Viser des objectifs atteignables et avancer pas à pas
Stéphanie Toussaint connaît bien ces problématiques. Après six ans comme consultante dans un cabinet de développement durable et un burn out professionnel, elle a créé son propre cabinet d’expertise en performance durable en 2015. De grandes entreprises font appel à ses services pour former leur staff au management durable. “La première étape est de faire prendre conscience que chacun est responsable de son propre bien-être. Il faut savoir identifier ses besoins et les actions à mettre en place pour les satisfaire. Et si le manager va bien, son équipe aussi !” Le travail de Stéphanie Toussaint est de co-construire avec son client un environnement “capacitant”, et cela pas à pas. “Je travaille avec des sportifs de haut niveau qui rencontrent les mêmes problématiques que les dirigeants et managers. Un sportif bien dans ses baskets ne regarde pas la montagne en se disant qu’il n’arrivera jamais au sommet. Il sait bien qu’il faudra mettre un pas après l’autre, et cela prendra un certain temps avant d’y parvenir !” Stéphanie Toussaint est intervenue lors de la première édition française de Disrupt en novembre dernier. Au programme de cet événement, 12 intervenants venus présenter leur approche de l’Agilité, de l’Innovation et des RH. Co-organisé par Ecobiz RH et Manethic, cet événement a rassemblé plus de 200 participants.

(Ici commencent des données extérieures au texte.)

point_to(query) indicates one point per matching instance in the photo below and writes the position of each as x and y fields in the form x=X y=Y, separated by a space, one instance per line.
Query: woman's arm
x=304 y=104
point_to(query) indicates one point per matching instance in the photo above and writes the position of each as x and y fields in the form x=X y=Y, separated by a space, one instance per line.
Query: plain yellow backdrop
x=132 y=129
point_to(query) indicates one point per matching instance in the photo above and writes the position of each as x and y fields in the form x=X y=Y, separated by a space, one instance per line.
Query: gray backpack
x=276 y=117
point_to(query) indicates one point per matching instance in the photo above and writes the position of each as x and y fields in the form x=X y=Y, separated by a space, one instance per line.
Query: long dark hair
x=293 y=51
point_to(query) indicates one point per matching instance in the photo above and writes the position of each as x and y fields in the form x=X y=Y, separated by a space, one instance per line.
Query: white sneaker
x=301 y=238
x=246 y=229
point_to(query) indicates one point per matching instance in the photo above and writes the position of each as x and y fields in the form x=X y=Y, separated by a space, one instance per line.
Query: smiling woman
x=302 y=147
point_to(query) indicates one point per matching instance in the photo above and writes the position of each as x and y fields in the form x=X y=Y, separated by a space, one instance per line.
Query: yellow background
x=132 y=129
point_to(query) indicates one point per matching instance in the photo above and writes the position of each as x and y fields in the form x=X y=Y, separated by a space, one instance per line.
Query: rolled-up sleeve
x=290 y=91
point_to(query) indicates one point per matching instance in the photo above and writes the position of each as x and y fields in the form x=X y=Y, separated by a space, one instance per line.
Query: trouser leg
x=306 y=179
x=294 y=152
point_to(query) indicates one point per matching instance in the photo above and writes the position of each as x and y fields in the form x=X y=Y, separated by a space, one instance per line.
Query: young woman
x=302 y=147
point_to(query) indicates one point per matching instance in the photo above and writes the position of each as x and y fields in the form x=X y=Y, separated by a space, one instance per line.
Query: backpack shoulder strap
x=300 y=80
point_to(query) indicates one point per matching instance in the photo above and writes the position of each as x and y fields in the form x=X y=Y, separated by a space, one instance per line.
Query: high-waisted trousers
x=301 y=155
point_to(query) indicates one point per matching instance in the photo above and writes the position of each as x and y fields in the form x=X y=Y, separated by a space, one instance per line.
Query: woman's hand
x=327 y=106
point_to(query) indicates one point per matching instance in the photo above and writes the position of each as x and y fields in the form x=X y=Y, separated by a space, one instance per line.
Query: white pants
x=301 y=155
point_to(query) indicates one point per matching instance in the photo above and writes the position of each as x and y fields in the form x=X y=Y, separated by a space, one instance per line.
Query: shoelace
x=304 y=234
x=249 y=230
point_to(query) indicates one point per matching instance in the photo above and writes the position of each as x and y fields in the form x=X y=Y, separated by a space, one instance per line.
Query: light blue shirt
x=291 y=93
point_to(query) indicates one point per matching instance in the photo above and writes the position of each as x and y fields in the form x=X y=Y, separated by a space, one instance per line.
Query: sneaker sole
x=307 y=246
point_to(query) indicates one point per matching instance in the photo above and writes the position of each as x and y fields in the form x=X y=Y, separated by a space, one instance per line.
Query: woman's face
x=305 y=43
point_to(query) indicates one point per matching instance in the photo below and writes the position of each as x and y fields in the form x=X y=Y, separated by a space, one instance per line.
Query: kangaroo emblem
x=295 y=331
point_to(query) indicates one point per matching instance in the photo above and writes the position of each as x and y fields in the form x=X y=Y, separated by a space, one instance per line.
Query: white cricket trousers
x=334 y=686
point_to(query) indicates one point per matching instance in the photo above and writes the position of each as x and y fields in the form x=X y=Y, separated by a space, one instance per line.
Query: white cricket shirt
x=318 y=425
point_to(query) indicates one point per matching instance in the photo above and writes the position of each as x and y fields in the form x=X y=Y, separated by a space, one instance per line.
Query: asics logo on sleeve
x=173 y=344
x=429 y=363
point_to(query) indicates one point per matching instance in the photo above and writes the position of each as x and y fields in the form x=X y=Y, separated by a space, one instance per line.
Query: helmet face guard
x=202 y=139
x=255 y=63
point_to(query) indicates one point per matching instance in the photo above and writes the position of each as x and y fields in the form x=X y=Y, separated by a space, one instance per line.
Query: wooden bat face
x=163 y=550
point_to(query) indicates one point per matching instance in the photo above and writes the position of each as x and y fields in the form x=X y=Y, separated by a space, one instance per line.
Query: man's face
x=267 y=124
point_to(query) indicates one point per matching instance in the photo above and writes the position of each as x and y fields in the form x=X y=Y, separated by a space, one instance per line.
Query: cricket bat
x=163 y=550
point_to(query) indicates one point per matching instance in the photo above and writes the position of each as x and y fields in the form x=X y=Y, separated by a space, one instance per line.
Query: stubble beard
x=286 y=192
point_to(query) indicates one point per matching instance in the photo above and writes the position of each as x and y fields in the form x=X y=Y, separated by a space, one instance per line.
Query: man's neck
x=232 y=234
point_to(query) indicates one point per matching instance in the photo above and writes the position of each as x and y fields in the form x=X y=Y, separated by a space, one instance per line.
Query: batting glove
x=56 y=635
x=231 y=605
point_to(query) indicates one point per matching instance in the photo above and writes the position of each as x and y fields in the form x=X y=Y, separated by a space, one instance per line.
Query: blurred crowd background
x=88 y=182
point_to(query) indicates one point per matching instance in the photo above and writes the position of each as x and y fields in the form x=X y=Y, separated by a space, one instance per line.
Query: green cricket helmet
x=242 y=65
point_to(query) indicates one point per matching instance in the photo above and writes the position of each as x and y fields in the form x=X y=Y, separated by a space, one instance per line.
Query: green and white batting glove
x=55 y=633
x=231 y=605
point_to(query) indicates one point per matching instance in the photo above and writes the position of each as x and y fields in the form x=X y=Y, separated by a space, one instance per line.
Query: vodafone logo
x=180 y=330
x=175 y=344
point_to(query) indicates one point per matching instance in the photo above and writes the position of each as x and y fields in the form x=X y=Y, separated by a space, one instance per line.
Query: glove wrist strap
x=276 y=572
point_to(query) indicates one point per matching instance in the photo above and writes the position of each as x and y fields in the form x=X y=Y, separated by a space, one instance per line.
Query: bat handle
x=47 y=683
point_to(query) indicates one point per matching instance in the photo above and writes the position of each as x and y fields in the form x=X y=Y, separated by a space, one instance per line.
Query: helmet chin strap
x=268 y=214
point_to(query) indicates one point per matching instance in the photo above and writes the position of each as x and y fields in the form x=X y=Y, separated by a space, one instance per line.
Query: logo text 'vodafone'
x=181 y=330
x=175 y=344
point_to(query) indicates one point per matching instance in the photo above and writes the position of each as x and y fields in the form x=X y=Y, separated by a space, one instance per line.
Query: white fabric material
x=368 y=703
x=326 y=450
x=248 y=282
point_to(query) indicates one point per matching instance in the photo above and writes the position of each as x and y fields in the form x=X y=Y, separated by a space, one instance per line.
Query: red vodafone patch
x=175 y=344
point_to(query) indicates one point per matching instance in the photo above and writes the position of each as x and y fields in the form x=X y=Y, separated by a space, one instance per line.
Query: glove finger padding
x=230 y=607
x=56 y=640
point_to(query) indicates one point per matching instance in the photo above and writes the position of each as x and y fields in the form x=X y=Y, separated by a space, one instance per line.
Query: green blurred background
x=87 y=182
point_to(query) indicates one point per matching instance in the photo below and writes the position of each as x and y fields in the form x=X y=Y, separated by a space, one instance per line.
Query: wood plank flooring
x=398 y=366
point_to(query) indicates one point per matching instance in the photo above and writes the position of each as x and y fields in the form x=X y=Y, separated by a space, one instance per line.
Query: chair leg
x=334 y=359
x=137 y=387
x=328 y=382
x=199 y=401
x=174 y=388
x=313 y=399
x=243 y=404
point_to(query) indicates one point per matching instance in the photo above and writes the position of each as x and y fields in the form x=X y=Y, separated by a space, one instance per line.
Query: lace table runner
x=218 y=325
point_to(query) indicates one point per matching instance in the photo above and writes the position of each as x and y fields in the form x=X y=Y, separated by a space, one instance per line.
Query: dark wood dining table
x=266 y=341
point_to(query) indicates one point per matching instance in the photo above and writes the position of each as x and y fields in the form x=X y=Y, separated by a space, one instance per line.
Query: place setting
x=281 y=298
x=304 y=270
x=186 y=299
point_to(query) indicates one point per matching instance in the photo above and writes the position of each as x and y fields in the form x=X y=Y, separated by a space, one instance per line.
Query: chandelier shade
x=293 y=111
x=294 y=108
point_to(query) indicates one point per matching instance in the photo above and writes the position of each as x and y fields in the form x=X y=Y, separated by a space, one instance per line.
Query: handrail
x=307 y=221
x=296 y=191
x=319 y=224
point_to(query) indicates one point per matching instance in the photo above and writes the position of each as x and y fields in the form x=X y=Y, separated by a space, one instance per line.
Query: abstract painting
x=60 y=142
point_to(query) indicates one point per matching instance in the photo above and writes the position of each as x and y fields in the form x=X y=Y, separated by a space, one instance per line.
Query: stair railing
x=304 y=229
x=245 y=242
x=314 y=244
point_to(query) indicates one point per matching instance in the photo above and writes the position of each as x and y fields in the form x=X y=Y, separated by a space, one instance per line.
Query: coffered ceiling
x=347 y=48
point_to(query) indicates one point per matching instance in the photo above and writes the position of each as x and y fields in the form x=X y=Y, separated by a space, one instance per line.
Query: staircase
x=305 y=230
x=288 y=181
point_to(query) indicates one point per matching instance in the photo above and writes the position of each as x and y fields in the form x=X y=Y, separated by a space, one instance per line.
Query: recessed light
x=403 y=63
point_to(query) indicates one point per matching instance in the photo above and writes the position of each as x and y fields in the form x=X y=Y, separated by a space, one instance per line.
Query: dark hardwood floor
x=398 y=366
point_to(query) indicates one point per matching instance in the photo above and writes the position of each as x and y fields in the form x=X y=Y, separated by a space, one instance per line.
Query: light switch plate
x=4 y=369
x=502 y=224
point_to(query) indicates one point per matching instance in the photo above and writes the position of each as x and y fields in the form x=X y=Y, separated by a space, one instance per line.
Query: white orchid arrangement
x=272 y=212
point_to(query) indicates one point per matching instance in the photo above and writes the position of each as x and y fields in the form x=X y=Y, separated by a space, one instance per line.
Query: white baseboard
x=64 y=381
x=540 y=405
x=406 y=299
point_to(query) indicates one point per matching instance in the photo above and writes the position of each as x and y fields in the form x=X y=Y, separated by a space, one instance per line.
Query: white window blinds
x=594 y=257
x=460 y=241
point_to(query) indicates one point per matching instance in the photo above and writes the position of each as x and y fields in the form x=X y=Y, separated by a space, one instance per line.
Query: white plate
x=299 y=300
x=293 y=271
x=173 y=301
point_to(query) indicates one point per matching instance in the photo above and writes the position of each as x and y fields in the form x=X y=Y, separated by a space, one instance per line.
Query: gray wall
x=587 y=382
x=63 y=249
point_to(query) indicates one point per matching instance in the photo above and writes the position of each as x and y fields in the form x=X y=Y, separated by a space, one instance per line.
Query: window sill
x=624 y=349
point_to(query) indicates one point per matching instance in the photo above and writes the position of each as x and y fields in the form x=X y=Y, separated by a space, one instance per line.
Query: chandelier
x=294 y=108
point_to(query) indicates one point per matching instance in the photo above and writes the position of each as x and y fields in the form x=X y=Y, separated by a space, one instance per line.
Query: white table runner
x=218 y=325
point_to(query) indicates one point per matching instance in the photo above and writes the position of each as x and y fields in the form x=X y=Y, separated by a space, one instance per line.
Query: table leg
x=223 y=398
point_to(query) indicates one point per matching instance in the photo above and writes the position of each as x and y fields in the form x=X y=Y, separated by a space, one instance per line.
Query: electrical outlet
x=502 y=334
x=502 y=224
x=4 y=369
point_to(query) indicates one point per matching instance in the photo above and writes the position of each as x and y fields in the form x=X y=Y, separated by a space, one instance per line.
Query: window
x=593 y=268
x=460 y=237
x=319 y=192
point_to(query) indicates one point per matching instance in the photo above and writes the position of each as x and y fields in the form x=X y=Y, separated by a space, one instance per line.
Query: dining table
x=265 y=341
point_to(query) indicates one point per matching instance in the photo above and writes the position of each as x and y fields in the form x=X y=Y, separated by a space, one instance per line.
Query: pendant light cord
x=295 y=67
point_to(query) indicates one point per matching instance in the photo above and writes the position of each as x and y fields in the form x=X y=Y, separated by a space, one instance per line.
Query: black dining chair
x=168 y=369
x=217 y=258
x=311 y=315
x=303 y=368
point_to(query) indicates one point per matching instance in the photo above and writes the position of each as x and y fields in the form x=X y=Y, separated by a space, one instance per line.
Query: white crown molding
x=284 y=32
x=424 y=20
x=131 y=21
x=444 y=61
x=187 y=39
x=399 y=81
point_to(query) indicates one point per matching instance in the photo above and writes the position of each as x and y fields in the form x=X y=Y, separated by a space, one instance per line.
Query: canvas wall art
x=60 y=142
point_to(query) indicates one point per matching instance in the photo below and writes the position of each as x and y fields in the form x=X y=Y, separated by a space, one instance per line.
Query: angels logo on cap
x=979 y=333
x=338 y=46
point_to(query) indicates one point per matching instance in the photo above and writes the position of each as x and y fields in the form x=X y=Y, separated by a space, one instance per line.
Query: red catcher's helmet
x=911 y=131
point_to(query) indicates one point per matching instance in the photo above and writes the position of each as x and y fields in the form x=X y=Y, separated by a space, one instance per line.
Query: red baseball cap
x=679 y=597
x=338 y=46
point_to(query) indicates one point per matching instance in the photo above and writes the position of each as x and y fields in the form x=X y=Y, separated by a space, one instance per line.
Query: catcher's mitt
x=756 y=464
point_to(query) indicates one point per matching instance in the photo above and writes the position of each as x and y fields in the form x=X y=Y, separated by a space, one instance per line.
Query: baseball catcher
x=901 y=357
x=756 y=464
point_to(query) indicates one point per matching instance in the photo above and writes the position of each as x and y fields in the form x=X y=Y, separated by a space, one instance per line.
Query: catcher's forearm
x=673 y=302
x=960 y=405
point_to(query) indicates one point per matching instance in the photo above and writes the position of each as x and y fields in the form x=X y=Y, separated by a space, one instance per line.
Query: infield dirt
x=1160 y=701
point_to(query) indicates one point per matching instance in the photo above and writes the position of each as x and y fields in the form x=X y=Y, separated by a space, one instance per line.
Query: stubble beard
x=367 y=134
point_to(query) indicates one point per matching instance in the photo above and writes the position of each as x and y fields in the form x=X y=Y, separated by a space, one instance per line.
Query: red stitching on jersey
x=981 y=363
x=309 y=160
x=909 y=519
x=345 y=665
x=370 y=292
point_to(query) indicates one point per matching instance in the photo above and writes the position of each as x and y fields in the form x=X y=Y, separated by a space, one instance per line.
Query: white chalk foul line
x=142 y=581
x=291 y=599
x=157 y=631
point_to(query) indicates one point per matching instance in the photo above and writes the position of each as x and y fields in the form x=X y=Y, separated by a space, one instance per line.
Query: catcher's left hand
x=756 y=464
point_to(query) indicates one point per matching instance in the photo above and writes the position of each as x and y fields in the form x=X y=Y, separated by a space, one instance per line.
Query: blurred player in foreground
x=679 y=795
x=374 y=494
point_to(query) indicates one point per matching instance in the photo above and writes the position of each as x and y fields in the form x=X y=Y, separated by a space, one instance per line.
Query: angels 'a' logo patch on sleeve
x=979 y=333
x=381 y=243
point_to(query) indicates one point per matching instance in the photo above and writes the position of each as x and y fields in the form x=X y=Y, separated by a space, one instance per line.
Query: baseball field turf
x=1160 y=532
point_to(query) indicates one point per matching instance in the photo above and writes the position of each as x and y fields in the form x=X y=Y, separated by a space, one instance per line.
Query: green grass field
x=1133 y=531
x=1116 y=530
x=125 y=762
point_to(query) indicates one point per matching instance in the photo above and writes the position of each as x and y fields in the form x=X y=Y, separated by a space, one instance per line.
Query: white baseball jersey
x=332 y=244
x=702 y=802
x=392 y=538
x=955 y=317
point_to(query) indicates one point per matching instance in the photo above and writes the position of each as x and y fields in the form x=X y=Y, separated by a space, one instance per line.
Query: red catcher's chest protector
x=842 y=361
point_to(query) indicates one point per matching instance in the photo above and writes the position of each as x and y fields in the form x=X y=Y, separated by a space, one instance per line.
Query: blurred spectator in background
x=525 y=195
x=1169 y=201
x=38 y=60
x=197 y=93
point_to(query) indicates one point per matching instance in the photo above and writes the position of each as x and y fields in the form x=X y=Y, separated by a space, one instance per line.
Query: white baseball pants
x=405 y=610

Recrutement : quand le savoir-être compte autant que les compétences
L’innovation s’exerce aussi dans les process de recrutement. Après neuf ans passés comme recruteur dans de grands cabinets, Arnaud Aveque crée French Flair Consulting en 2014. Son ambition : pratiquer à sa façon et avec ses valeurs. “Le recrutement prédictif, effectué grâce à des algorithmes informatiques, tend à se développer. Pour ma part, je préfère mettre l’humain au cœur de ma démarche et écouter mon feeling !” Chez French Flair, les procédures de candidature sont simplifiées, et on ne parle pas de sélection, mais d’entretien. Pour valider l’adéquation entre les valeurs de l’entreprise et le profil du candidat, quoi de mieux que le dialogue et les jeux ? Les recruteurs utilisent en effet de plus en plus la “gamification”, car elle permet de cerner ce qui se situe au-delà des compétences professionnelles : la capacité d’adaptation, la créativité, le sens collaboratif.
Faire tomber les préjugés
Ce sont ces mêmes savoir-être qui sont mis en avant chez Talentéo, à Grenoble, agence de communication digitale RH, (5 collaborateurs ; CA 2016 : 450 000 euros). Le challenge : décloisonner et dédramatiser le handicap en entreprise. Stéphane Rivière, dirigeant fondateur de la société, animateur d’un média en ligne et d’événements dédiés, ne manque pas d’imagination pour faire accéder les porteurs de handicap au monde de l’entreprise. “Nous avons développé un média en ligne où nous présentons les innovations managériales qui accordent une place importante au handicap. Nous avons également créé plusieurs événements pour que le monde de l’entreprise et celui du handicap se rencontrent.” Par exemple Sport2Club : ce challenge inter-entreprises propose aux acteurs locaux (CEA, Schneider Electric, STMicroelectronics…) et aux candidats en situation de handicap de faire équipe. Avec, en fin de partie, un emploi à la clé. Autre méthode de recrutement originale proposée par Talentéo : le job dating “in the dark”. Les dix premières minutes de l’entretien se déroulent les yeux bandés. Plus de préjugés et un grand sourire lorsque candidat et recruteur se découvrent enfin. De même, l’entreprise “libérée” Acritec, bureau de contrôle des installations et de prévention des risques techniques et humains basé à Moirans, a mis en place depuis 2014 les recrutements sansdirigeant. Lorsqu’un nouveau collaborateur est embauché, un groupe de salariés se constitue pour faire passer les entretiens. “Les salariés sont formés à la méthode Process Communication, explique Isabelle Nury, directrice chez Acritec et formatrice à cet outil. Ils ont ainsi les clés pour écouter leur intelligence émotionnelle durant les entretiens.” Cette méthode originale permet une meilleure intégration des collaborateurs, car ils ont été choisis par l’équipe avec laquelle ils vont travailler au quotidien.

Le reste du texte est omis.